When multiple I2C devices are connected through the I2C bus, this requires that the I2C devices can implement a wired AND function, and since the I2C pins of the chip are open-drain outputs, this works well. As long as one I2C device’s pin level is low, the corresponding SCL or SDA bus will also become low. If the I2C device pins are push-pull outputs, connecting multiple I2C devices on the same bus can easily damage the chips.

Value of I2C Pull-Up Resistors

The value of the pull-up resistor for I2C signals cannot be too high because the SCL and SDA pins of I2C chips have parasitic capacitance, and the traces for SDA and SCL signals also have parasitic capacitance. The entire I2C bus effectively connects to a load capacitance Cl.

If the pull-up resistor is too large, the driving capability of the I2C bus for high levels is poor. When the bus level changes from 0 to 1, it effectively acts as an RC charging circuit; the larger the pull-up resistor, the slower the rising edge of the waveform, which can affect the timing of the I2C communication and may result in errors.
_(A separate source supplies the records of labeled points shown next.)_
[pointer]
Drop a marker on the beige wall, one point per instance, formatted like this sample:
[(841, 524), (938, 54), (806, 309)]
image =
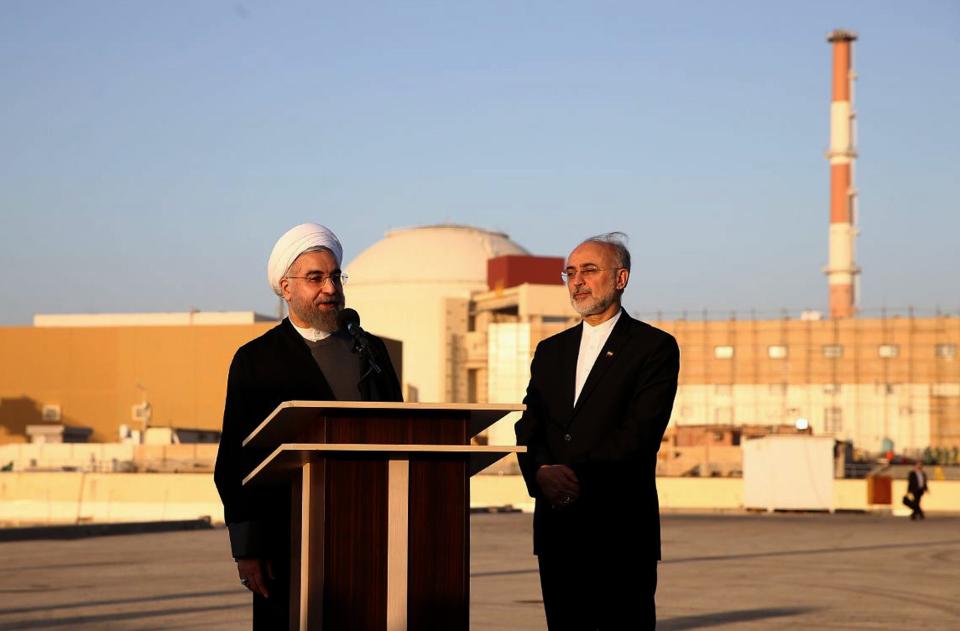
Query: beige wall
[(913, 398), (92, 374), (50, 498)]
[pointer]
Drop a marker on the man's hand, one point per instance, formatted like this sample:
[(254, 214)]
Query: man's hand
[(254, 574), (559, 484)]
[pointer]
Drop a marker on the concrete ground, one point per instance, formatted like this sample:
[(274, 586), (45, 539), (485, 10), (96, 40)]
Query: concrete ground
[(776, 571)]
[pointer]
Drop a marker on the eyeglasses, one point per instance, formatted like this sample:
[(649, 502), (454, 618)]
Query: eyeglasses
[(320, 280), (585, 272)]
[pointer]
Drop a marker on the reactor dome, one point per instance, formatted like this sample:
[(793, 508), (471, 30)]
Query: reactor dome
[(446, 253)]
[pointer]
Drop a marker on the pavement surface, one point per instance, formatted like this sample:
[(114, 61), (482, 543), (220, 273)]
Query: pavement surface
[(779, 571)]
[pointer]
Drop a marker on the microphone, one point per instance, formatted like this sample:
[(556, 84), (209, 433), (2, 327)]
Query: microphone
[(349, 320)]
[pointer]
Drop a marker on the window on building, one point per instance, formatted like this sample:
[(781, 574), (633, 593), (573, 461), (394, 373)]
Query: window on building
[(723, 352), (778, 351), (946, 351), (833, 420), (888, 351), (832, 351)]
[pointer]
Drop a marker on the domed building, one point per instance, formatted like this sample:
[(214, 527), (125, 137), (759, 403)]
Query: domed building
[(416, 286)]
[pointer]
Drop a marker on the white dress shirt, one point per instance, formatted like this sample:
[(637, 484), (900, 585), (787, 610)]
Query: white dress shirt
[(591, 342)]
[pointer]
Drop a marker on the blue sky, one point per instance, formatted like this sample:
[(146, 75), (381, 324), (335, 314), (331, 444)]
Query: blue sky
[(153, 152)]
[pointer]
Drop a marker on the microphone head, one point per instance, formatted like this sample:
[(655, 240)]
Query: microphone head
[(348, 318)]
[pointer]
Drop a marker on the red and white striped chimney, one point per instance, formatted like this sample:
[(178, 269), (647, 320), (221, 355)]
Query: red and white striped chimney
[(842, 272)]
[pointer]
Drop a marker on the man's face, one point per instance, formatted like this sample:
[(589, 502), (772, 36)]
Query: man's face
[(311, 303), (597, 282)]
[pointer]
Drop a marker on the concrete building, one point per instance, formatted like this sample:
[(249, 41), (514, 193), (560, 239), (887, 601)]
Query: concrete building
[(888, 383), (414, 286), (469, 307)]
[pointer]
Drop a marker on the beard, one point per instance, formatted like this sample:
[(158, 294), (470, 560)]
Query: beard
[(317, 318), (592, 305)]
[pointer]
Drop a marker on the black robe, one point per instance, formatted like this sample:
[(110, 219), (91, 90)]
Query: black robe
[(265, 372)]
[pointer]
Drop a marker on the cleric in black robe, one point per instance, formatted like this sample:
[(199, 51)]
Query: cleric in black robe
[(303, 358)]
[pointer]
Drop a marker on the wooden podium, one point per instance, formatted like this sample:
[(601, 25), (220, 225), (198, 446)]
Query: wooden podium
[(381, 508)]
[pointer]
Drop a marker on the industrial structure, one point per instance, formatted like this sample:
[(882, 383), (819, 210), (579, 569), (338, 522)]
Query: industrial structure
[(467, 307), (842, 271)]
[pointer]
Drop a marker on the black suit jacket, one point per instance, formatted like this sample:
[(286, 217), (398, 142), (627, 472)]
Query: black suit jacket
[(610, 439), (913, 484), (273, 368)]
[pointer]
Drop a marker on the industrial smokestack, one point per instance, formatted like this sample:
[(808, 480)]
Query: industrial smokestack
[(842, 272)]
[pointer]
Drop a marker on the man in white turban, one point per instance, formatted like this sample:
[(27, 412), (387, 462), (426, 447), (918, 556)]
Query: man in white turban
[(303, 358)]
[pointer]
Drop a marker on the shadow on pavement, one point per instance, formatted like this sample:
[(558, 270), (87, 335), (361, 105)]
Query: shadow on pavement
[(123, 601), (728, 617), (103, 620), (836, 550)]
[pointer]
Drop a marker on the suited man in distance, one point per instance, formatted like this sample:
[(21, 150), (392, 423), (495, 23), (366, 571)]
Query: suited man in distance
[(917, 486), (598, 403), (303, 358)]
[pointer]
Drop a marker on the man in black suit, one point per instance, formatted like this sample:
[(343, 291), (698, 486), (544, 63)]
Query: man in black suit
[(917, 486), (304, 358), (598, 403)]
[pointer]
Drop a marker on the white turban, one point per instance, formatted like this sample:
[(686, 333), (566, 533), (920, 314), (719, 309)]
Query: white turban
[(295, 242)]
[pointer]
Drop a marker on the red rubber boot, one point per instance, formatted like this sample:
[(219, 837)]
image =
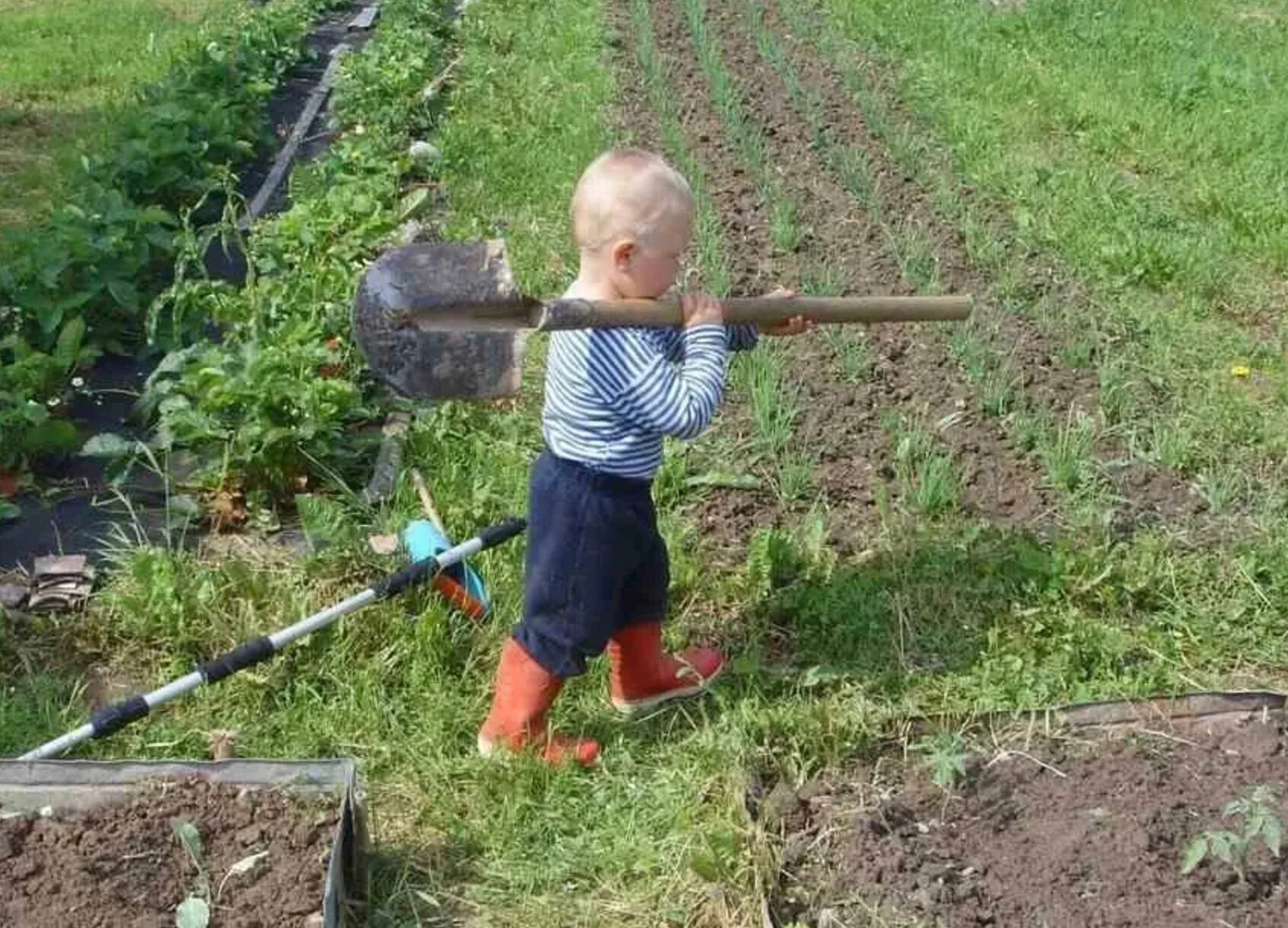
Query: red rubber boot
[(524, 692), (642, 675)]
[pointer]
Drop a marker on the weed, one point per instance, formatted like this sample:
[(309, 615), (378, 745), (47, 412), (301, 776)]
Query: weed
[(795, 475), (1068, 455), (946, 756), (785, 226), (1261, 824), (710, 248), (928, 476), (916, 255), (194, 911)]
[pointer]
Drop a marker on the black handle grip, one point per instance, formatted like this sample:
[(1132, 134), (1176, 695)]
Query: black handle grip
[(119, 715), (244, 655), (409, 577), (502, 532)]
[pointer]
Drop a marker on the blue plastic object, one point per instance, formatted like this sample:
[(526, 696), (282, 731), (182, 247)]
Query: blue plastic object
[(423, 539)]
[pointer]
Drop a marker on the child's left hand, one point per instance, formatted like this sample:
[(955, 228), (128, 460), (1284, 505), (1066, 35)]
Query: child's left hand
[(793, 326)]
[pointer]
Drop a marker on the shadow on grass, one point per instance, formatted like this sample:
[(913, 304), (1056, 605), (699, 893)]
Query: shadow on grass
[(925, 606), (407, 886)]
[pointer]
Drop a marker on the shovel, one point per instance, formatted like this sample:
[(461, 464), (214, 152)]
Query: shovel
[(444, 319)]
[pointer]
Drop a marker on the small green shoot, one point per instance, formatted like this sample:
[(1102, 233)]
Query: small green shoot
[(785, 226), (1261, 821), (946, 757), (195, 909)]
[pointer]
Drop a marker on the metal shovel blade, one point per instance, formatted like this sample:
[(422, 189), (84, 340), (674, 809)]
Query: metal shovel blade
[(420, 362)]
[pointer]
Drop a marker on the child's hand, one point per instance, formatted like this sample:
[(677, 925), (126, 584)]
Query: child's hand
[(701, 309), (793, 326)]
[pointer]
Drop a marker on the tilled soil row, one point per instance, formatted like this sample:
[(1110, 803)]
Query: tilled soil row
[(911, 373), (998, 483), (1148, 493)]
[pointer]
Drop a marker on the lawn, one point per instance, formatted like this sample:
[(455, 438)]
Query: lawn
[(62, 65), (1080, 494)]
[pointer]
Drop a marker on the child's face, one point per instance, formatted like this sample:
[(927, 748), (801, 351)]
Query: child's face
[(647, 269)]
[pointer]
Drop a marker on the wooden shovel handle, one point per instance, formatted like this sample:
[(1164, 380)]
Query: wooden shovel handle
[(565, 315)]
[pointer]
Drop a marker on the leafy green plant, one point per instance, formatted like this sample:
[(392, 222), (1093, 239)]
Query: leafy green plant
[(274, 405), (946, 756), (194, 911), (1261, 824), (83, 280)]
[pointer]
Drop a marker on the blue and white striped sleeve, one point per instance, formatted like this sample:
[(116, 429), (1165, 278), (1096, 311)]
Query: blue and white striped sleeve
[(630, 373), (742, 338)]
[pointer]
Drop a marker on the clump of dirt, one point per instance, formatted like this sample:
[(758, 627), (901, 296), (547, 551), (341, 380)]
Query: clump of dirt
[(1062, 834), (120, 866)]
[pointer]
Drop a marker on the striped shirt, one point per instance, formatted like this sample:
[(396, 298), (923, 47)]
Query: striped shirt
[(614, 394)]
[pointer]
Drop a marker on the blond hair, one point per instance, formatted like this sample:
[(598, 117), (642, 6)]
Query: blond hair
[(627, 194)]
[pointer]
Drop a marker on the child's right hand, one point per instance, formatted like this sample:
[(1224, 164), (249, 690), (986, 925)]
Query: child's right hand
[(701, 309)]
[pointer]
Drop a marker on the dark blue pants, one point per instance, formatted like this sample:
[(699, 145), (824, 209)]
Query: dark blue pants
[(595, 563)]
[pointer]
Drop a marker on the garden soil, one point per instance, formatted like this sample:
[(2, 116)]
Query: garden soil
[(1073, 833), (121, 866)]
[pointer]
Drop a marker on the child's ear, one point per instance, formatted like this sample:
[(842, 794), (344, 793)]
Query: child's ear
[(623, 252)]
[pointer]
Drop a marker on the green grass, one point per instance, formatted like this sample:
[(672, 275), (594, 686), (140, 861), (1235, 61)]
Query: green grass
[(1155, 187), (62, 65), (711, 250), (728, 99)]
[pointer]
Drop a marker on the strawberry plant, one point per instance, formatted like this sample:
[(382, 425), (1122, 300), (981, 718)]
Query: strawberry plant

Therefore, this pull-up resistor cannot be too large.

The rise time of I2C SDA and SCL signals and the bus capacitance have different requirements under different modes, as shown in the table below.

The rise time of the I2C bus signal can be calculated using the formula Tr=0.8473*R*Cl, where Cl is the equivalent load capacitance of the I2C bus.

The pull-up resistor for I2C signals also cannot be too small. If it is too small, when the I2C pin outputs a low level, the current flowing into the I2C pin of the chip will increase, which may cause the low level of the I2C signal line to rise, and excessive IO current could potentially damage the chip.

Generally, we require that when the I2C pin is at a low level, the current flowing through the I2C pin of the chip should be less than 3mA. So if we are pulling up to 3.3V, the resistor must satisfy R>(3.3-VoL)l3KΩ=0.96KΩ, where VoL is the maximum voltage when the I2C pin is low, generally about 0.4V. Combining this with the previous formula allows us to determine the range of values for the pull-up resistor.

The power supply voltage determines the minimum value of the pull-up resistor, while the bus load capacitance determines the maximum value of the pull-up resistor.

Commonly used values for I2C signal pull-up resistors are 4.7K, generally less than 10K and greater than 1K. If the I2C bus is relatively long and has many devices, the resistance can be lowered appropriately.

If many I2C devices are connected to the I2C bus, do we need to add a pull-up resistor for each I2C device?

The answer is no. We only need to add a pull-up resistor at appropriate locations along the SDA and SCL lines. If each device has a pull-up, it will be like these resistors are in parallel, reducing the overall resistance value. There are generally no specific requirements for the locations of the pull-up resistors, but they are usually placed at the end of the I2C line.